Dance Grooves, Puddle Deep
Brazil’s electro pop characters CSS have been making “fun” dance music for over 10 years now, but it doesn’t seem to be getting any smarter. Perhaps it’s the language barrier, but the majority of songs on CSS’s fourth album, Planta, present more superficial scenarios of being young, female and ready for a party– but the record does so in clumsy language that falls flat. This is unfortunate, as the beats and arrangements are often very exciting and quite danceable.
“Honey” starts off with sweet synths and a great beat, but quickly falls into lust-love song clichés, including “I go through my journals and your name is mentioned so tenderly / I wanna lay in your bed to wake up with the smell of your hair / all over my face,” which really do read better than they’re delivered. Eventually when we get to the chorus (“Where is my sweetheart, my honey / keeping on the light in the dark, so sunny”) we find words which were probably chosen because they rhymed.
Bringing to mind Berlin’s “The Metro,” “Into the Sun” is a tad better with its proclamations of starting a new day, however “I’m moving forward / fuck everyone” keep things from growing up too much.
“Dynamite” is an exciting “punk” track driven by a crunchy bass, although “like dynamite, the things you like / fire starter, burn baby burn / smoke machine, you know what I mean / break them nuts” leaves you scratching your head rather than bobbing it.
“Too Hot” is glittery fluff pop silliness that seems more like an abstract conceptualizing of sex than any real person’s experience with it: “I need to shower, lay down and rest / when you touch me so deep I feel a fire all over me / it makes me burn like red hot chili/and like a snake I shed my skin.”

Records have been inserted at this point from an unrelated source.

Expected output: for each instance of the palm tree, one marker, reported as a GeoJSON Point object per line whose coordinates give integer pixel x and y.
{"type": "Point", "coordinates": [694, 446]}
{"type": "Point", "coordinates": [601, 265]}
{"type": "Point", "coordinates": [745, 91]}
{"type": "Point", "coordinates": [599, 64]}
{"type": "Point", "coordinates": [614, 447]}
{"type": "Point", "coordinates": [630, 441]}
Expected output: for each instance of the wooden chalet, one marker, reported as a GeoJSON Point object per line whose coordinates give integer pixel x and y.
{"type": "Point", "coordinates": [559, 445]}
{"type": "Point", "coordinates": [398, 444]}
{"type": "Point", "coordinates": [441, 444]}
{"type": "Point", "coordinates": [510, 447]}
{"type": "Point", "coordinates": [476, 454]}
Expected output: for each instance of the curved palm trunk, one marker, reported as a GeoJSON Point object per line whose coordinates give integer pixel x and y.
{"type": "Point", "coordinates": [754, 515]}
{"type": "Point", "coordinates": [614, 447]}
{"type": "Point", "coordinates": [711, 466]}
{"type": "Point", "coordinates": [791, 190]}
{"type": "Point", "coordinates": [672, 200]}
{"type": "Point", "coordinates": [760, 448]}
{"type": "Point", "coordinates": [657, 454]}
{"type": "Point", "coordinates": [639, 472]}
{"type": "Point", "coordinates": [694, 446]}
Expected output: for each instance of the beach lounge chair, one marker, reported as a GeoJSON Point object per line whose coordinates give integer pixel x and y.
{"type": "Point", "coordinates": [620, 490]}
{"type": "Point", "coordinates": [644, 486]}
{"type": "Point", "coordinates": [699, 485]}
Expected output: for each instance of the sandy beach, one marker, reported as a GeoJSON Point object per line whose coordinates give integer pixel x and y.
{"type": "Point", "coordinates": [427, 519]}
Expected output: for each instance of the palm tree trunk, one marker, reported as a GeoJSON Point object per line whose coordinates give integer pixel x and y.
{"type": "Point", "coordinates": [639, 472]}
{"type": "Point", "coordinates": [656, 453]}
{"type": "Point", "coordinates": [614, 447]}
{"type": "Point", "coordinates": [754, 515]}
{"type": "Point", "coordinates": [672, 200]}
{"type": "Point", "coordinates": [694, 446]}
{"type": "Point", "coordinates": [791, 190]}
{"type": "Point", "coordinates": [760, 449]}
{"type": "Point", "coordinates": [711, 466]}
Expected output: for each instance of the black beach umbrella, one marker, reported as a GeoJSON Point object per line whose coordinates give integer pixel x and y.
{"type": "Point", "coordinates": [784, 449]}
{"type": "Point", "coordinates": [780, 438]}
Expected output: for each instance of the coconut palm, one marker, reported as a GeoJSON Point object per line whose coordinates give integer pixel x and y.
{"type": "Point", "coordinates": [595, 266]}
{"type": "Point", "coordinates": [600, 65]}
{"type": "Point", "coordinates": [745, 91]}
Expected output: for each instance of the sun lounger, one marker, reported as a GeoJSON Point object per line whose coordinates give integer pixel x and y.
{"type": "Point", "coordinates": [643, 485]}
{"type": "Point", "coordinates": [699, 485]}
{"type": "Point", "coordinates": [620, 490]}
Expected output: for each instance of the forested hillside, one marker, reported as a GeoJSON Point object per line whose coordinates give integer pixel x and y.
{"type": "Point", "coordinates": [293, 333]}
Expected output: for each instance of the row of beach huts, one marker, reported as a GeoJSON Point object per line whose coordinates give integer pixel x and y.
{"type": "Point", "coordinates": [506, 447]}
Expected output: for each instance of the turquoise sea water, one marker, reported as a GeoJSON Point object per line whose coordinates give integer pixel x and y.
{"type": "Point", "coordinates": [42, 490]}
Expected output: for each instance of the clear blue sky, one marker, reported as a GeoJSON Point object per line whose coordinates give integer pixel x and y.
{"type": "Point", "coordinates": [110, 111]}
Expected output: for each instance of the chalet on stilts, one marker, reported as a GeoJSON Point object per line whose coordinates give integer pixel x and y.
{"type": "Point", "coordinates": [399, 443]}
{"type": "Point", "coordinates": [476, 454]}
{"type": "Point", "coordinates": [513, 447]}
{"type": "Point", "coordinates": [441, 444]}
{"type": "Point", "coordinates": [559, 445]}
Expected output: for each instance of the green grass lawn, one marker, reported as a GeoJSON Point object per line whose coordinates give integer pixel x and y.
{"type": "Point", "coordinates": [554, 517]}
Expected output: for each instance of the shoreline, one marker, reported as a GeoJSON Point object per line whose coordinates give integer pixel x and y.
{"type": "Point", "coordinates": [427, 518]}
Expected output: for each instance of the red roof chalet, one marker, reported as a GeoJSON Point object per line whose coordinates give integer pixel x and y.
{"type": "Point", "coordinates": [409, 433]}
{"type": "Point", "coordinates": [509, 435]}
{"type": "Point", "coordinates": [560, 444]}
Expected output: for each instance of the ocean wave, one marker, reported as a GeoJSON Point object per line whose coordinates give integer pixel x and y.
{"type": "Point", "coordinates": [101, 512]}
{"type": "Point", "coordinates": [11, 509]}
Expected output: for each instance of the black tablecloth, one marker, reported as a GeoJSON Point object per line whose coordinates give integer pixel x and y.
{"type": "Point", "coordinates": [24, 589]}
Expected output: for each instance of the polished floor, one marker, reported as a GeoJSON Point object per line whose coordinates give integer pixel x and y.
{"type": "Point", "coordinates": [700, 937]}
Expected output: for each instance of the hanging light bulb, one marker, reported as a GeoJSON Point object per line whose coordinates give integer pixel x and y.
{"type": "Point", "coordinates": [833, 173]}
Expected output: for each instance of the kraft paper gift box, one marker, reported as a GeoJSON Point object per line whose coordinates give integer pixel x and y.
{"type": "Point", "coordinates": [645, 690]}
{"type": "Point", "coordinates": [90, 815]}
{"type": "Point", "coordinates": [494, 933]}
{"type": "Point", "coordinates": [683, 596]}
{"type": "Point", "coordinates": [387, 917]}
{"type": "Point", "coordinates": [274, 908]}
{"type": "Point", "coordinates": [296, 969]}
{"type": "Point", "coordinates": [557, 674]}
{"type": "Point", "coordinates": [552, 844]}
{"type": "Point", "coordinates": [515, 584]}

To be fair, CSS have had no problem finding an audience over the years, and are internationally famous. And it is undeniable what great music they make. This album is instrumentally fantastic, but so disappointing lyrically. Probably the most cringeworthy lyrics show up on “Teenage Tiger Cat” which documents an array of different animals in a dance club: “Pole dancing polar bears / house pets, dogs and cats / Chinese stars from the zodiac signs / wild animals dance, doesn’t matter what what’s their kind.” Though most people likely aren’t looking to them for intellectual stimulation, if CSS could find a way to raise the literacy bar a little, they could really make a masterpiece.